The 35.8 inches of snow that fell in January was the third-largest accumulation of the white stuff for any month in the Mahoning Valley since the National Weather Service started tracking snowfall accumulation in 1934, 75 years ago.
The snowiest month in the Valley was January 1999 with 36.4 inches, followed by 36 inches in January 1978.
Anything over 0.6 of an inch and last month would have been the snowiest.
More than half of the snow fell on three days: 11.3 inches on Jan. 10, 2.9 inches on the 14th, and 6.1 inches on the 28th.
When asked if January was a miserable month, Dennis Bray, a meteorologist with the National Weather Service in Cleveland, laughed and said that’s a good word to describe it.
“Unfortunately this is weather in Northeast Ohio, but it was bit much” in January, Bray said.
A “bit much” is a matter of perception.
Besides being the third-snowiest month in the Valley’s weather history, it was the eighth-coldest January in the area. Temperature records for the area date back to 1897, so that’s No. 8 out of more than 100 Januarys.
The Valley had 14 days last month in which the temperature dropped below 10 above zero. The coldest day was Jan. 16 at 10 below zero, closely followed by 9 below zero on the 17th.
Last month’s snowfall was 13.9 inches more than normal for a January in the area.

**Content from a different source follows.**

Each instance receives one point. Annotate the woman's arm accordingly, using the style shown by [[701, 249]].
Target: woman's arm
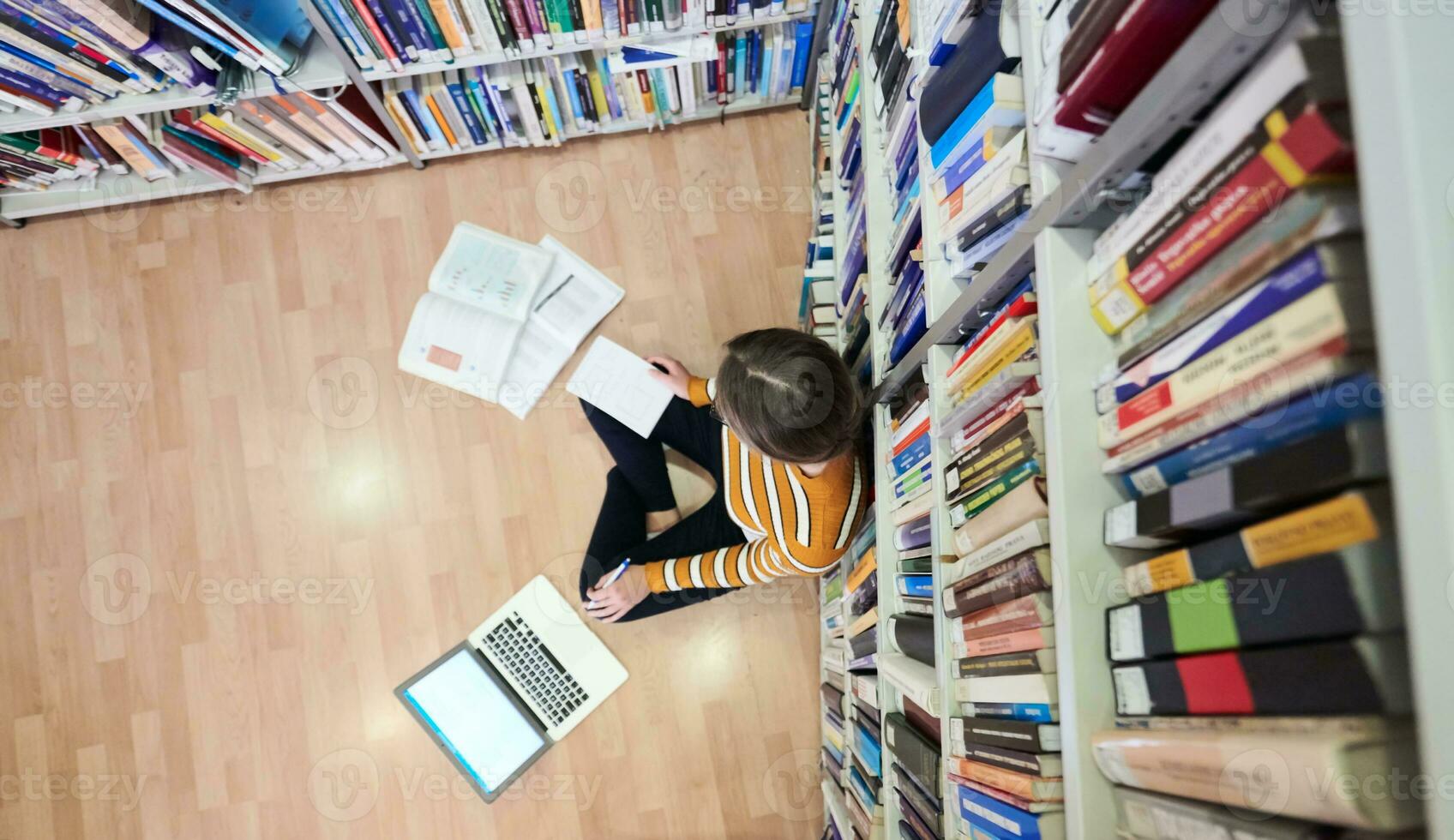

The area’s snow accumulation last month was more than Buffalo with 30.6 inches and Rochester, N.Y., with 29.3 inches, two Snow Belt cities.
But wasn’t much when compared with others in the Snow Belt, 59.2 inches in Erie and 49.8 in Syracuse, N.Y.
Mansfield had 43.8 inches last month and Cleveland 40.5.
So is the worst of it over?
Though it will warm up by the end of the week, the weather service’s February forecast calls for above- normal precipitation, but normal to above-normal temperatures.
Punxsutawney Phil, the world’s most famous groundhog, saw his shadow Monday, predicting winter will last six more weeks.
Like many meteorologists, Bray isn’t a Phil fan.
“Too bad we can’t go groundhog hunting,” he joked.
As of Monday, 69.4 inches of snow fell on the area this winter.
The area averages 10.5 inches of snow in February, 10.4 inches in March and 2.2 in April.
The most snow for a season is 102.8 inches for the 2007-08 winter.
If the Valley just meets its average snowfall, it will end this winter season with 92.5 inches, good enough for the second-snowiest winter.